As shown in Fig. 2 described database includes public database, not high for storing the renewal frequencies such as map, environment Data;Activity database, stores the data in the current or certain short time, reports for repairment including meteorological, client, and main offer is looked into Ask service, after certain time, the data in activity database moves into historical data base;Historical data base, storage a period of time Front data;Knowledge base, stores up pertinent arts, and knowledge section derives from expert, is derived partly from machine learning, provides analysis The service of model;Customer data base, for storing the essential information of user, and the user being obtained after data mining is special Levy;Prediction scheme database, storage is for the conventional prediction scheme script of power failure.

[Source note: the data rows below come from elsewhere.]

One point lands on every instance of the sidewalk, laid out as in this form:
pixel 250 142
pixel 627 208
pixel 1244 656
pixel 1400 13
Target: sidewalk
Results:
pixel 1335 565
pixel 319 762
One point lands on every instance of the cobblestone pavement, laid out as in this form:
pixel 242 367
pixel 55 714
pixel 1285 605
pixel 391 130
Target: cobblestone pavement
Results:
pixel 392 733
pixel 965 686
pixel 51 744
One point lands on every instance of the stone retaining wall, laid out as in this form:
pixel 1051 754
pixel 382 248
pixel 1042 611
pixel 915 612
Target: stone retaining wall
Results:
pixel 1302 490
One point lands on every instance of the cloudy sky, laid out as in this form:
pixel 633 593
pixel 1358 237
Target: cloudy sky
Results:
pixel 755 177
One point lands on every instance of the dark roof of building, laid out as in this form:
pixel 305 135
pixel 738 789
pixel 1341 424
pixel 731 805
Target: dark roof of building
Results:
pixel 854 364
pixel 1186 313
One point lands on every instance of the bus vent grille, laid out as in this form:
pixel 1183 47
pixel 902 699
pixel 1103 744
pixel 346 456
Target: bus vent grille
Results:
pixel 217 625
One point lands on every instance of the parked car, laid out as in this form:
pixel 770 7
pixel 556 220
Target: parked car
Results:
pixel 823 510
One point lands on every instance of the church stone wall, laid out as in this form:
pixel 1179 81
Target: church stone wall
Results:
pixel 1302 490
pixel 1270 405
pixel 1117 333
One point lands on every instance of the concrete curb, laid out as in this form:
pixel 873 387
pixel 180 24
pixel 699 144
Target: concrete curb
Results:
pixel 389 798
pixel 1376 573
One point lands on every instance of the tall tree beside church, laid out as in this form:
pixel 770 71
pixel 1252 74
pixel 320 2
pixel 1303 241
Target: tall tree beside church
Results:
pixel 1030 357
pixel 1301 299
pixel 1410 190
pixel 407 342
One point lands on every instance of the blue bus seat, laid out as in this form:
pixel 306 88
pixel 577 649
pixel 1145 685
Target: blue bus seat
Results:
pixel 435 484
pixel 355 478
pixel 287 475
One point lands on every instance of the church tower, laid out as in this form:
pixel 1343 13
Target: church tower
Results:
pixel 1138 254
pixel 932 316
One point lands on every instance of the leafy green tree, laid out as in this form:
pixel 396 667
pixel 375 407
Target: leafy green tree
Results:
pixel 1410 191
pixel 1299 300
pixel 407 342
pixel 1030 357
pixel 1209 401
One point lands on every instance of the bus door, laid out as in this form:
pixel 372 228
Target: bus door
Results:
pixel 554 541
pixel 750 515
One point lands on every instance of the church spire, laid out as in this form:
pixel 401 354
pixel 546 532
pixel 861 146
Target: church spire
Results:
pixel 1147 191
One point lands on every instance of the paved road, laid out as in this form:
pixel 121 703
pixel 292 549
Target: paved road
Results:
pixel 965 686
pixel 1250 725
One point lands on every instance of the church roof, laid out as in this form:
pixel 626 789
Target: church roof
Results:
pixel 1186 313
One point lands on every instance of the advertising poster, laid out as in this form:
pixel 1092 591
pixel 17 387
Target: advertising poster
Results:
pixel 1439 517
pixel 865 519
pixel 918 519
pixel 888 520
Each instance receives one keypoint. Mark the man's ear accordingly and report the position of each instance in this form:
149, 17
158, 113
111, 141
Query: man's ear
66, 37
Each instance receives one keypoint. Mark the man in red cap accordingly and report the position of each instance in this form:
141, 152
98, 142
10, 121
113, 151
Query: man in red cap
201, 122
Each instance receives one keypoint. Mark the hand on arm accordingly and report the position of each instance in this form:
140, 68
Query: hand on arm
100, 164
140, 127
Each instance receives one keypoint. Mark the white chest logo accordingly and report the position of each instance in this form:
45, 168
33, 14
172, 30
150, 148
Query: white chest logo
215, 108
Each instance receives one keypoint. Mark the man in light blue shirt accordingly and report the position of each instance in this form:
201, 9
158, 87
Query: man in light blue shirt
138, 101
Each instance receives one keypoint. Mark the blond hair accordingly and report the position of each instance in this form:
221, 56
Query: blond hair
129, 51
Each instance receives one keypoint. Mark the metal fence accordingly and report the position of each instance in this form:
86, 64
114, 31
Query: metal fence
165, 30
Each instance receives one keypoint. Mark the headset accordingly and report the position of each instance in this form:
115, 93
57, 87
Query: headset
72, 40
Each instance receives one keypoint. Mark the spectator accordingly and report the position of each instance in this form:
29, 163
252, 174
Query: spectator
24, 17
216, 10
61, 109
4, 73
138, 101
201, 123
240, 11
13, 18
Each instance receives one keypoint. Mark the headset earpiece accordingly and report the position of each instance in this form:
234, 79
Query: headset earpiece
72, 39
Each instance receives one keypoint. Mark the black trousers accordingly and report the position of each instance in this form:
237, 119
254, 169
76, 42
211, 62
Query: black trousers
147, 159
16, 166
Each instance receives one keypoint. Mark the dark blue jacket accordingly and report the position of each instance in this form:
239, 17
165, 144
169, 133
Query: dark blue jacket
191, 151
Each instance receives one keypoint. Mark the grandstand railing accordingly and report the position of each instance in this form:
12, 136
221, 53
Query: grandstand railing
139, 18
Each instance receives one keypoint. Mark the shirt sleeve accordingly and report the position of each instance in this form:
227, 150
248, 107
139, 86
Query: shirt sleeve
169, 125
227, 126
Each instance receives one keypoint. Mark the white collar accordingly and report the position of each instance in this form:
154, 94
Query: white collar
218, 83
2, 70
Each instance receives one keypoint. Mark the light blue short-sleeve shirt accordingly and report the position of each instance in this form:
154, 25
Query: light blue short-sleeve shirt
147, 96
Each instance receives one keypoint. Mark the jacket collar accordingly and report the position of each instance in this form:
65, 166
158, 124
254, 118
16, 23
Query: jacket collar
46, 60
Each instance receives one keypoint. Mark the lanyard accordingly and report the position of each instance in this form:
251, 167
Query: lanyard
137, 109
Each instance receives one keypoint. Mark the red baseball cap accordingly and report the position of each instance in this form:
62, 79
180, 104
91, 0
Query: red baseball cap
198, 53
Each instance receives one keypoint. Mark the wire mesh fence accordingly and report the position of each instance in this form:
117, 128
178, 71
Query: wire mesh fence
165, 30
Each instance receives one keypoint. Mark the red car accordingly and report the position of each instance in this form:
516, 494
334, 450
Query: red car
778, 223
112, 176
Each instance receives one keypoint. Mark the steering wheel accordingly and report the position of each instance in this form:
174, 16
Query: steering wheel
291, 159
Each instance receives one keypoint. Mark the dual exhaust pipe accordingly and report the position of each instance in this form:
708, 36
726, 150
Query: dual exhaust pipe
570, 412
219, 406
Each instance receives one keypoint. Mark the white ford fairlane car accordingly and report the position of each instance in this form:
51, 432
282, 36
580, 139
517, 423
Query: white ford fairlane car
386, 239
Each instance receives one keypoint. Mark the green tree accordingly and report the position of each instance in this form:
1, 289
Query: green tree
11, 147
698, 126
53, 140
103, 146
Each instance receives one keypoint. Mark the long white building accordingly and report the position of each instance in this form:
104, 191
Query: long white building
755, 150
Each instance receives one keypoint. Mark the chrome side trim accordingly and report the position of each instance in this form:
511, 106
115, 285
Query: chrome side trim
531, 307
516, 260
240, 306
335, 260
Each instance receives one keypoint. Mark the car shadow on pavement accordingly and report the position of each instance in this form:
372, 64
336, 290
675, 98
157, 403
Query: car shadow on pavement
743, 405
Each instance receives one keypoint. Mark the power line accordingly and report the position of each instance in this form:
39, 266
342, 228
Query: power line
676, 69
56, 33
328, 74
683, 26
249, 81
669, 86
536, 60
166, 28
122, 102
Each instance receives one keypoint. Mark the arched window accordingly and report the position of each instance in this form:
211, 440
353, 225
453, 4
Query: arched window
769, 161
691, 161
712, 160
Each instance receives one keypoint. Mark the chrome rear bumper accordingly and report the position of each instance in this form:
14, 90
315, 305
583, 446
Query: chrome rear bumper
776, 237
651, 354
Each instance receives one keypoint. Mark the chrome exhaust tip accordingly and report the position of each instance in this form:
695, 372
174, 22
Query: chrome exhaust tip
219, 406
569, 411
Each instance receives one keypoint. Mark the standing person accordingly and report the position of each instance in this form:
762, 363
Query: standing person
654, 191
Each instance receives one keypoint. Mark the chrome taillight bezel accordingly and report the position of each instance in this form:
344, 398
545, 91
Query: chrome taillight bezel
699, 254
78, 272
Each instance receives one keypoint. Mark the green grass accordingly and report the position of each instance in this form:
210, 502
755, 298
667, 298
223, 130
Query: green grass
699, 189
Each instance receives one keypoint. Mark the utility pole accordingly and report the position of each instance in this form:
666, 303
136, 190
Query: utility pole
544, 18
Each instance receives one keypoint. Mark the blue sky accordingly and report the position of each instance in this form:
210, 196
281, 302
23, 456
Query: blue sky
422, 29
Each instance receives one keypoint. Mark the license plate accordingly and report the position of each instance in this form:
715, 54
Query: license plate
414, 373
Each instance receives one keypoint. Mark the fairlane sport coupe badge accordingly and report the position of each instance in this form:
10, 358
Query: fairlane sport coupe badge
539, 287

Early warning system includes acquisition module and analysis module, and acquisition module is docked with each data system, for gathering visitor The real-time electricity consumption in family associated data, the data being related to include trans-departmental trans-sectoral business 95598, marketing, with adopting, pms, oms, ems, join The electric power datas such as automation and weather, client's Internet of Things monitoring data;Analysis module is passed through to compare historical data and is counted in real time According to analysis user's warning level and early warning reason.Shown in personnel Fig. 3, described analysis module includes pretreatment module, coding mould Block, code storage module and judge module, pretreatment module is used for the filtering screening data planning of power information data, coding Module is used for the coding of data, and code storage module is used for storing coding information, and judge module is used for the comparison of coding information.In advance Processing module includes some storm modules and hbase module, and storm module is used for filtering screening data and plans, hbase mould Block is used for the storage of storm module process data.Described coding module is the Hash coding module using hash algorithm.
The flow process that early warning system realizes function is:
Before system operation, historical data base obtains and store historical data in advance, and analysis module is passed through pretreatment and compiled Code module obtains baseline encoded after all historical datas are encoded, and is stored in code storage module.
Preprocessing process is particularly as follows: this real-time processing of increasing income carries out filtering screening, data with computing technique using storm Planning, to pretreated data, is stored using hbase.
The detailed process of coding is:
Input following parameter: hashcode digit k, number of views m, client number n, client's similarityClient characteristics vector
Combination algorithm hashingcodelearning (k, m, n,), export following parameter: the overall Hash of client is compiled Code u, each view weight α, each view hash function
Initialization
Build connection matrix
Build Laplacian Matrix (dp)-1/2lp(dp)-1/2, p=1,2 ..., m, judge whether to restrain, if not converged, follow The following calculating process of ring:
It is calculated
It is calculated
It is calculated matrix
It is calculated the minimum characteristic vector of the k character pair value of matrix h (α);
Hash encoder matrix u is generated according to characteristic vector;
It is calculated
Obtain α using Novel Algorithm;
Return u,α.
After obtaining serialization Hash coding, binaryzation is carried out to it, obtain the Hash that each value is -1 or 1 and compile Code.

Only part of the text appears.